News

September 25, 2002

More than twice as many people as usually turn out for that sort of happening showed up on Sept. 24 for a workshop-style 'hearing' on plans to halve the number of travel lanes on most of Murphy Road. DelDOT's consultant on the project said that sentiment ran heavily against doing that.

Although the format for that kind of session precludes an open airing of opinion in favor of submitting written comments and holding mostly one-on-one conversations with Delaware Department of Transportation representatives, it was evident from a sampling of comments that emotions are running strong on both sides of the issue.

The basic proposal is to cut the number of travel lanes in each direction from two to one and allow parking along the road except where it is necessary to accommodate drivers wanting to turn off the road into Fairfax or Deerhurst.

Some folks who live along Murphy Road initiated the DelDOT project as a way to reduce traffic volume and slow down drivers who almost universally ignore the posted 35 m.p.h. speed limit. Others -- particularly people who commute from the north and east -- want Murphy left as it is to avoid lengthening the queues at traffic signals at both ends.

Michael Fierro, president of Fairfax Civic Association, summed up the situation when the told Delaforum "there are so many different opinions that it's [impossible] to pinpoint any kind of consensus."

At one point during the 'hearing', Mark Luszcz, the consultant, told a group that he estimated 85% of the attenders were opposed to the basic plan. About 20 minutes later he told Delaforum that opposition was running 60% to 70% opposed. Called on the discrepancy, he said it reflected "shifting opinions."

The count of attenders had reached 150 with about an hour left in the four-hour session, at which people come and go. Usual attendance at such a 'hearing' on what is considered a 'local' road issue is between 50 and 75.

Luszcz said the most recent rush-hour traffic counts show that 800 vehicles an hour use the road on workday mornings and 1,200 in the afternoon. Those, he said, are the peaks of volume totaling 13,000 a day. Don Carbaugh, chairman of the Delaware Bicycle Council, said that a 2001 DelDOT report said the daily volume was more like 24,000.

Luszcz said a slimmed-down Murphy Road could handle the present volume, pointing out that there are many other two-lane roads with comparable volumes. "We are not changing how the [major] intersections at both ends work," he said. "Traffic will back up once in a while, but it is not going to be as bad as you think it will be."

He said the proposed design is based on an assumption that Powder Mill through the Astra Zeneca corporate complex will remain open to public use after the planned direct link to a partial interchange at the Concord Pike-Foulk Road intersection is built.

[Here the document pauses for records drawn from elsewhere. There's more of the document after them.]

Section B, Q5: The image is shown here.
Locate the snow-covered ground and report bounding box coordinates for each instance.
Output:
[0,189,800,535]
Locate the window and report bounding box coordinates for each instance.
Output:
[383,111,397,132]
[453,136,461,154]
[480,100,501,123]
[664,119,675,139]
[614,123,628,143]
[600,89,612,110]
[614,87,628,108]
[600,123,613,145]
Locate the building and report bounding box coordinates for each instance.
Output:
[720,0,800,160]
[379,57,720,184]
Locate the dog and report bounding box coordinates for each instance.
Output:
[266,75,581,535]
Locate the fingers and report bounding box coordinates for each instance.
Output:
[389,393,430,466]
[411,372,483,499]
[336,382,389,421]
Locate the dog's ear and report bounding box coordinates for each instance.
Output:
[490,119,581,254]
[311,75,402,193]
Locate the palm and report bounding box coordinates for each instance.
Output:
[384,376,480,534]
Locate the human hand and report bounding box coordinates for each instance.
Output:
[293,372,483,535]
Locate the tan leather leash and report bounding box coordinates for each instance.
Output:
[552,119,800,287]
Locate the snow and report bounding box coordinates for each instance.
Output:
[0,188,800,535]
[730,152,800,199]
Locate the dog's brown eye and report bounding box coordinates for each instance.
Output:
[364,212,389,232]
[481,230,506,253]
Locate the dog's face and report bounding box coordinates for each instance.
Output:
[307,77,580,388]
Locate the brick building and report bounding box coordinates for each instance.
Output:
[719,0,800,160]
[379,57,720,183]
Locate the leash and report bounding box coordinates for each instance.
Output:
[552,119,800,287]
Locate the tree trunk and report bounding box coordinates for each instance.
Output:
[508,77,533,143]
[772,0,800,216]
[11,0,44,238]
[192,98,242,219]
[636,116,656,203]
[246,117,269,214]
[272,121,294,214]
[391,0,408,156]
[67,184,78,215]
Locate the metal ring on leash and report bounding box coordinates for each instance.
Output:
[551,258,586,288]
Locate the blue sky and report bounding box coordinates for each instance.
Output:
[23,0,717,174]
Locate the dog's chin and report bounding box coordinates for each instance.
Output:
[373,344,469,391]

A point of objection to the Murphy Road plan is that its volume will increase with the anticipated significant growth in Astra Zeneca employment.

Eleanor Kraak, the resident who is generally credited with inspiring the plan, suggested, however, that that volume could be better handled by having the standard traffic pattern diverted to the interchange. "They should go to Blue Ball. It might take them a little longer, but that's better than letting them destroy two fine communities," she said. "[Through] traffic should stay on state roads that have numbers."

Murphy Road runs for about three quarters of a mile between Fairfax and Deerhurst, linking Concord Pike and Foulk Road. While it officially has an individual identity, most drivers regard it as a segment of a road between the Brandywine and Ardentown which goes by four names, depending on where you are at any given moment -- Powder Mill, Murphy, Wilson and Veale.

The DelDOT proposal is to use pavement markings to narrow Murphy to two travel lanes for most of its distance. Wilson and Veale are two lanes; Powder Mill is four for most of its length, widening to six at the Concord Pike end.

The design displayed at the 'hearing' shows the eastbound side of Murphy narrowing from two to one lane at a point opposite Inglewood Road and widening again to provide left-turn lanes as it approaches Thomas Road and, farther along,  Bybrook Road and the Foulk Road intersection. Westbound, there would be one lane from Foulk matching the single through lane feeding traffic from Wilson to Inglewood. Luszcz said parking probably would be prohibited to provide room for vehicles to pass on the right any vehicles making left turns from westbound Murphy onto Hurst and Bedford Roads.

An alternative design would make Murphy a three-lane road its entire length with the middle lane supposedly restricted to left-turning vehicles traveling in both directions. It was not clear how that would work with potentially competing vehicles at Thomas and Bedford, which are only a few feet apart.

That is probably an academic point anyway, Luszcz said, because "I don't know a single person in the world who is in favor of that [option]."

He said the process will be for DelDOT officials to "evaluate" the comments received at the 'hearing' and decide on whether to proceed. If that decision is affirmative, a nearly-final plan will be presented, probably some time in November at the next in a series of sessions about the overall Blue Ball Project.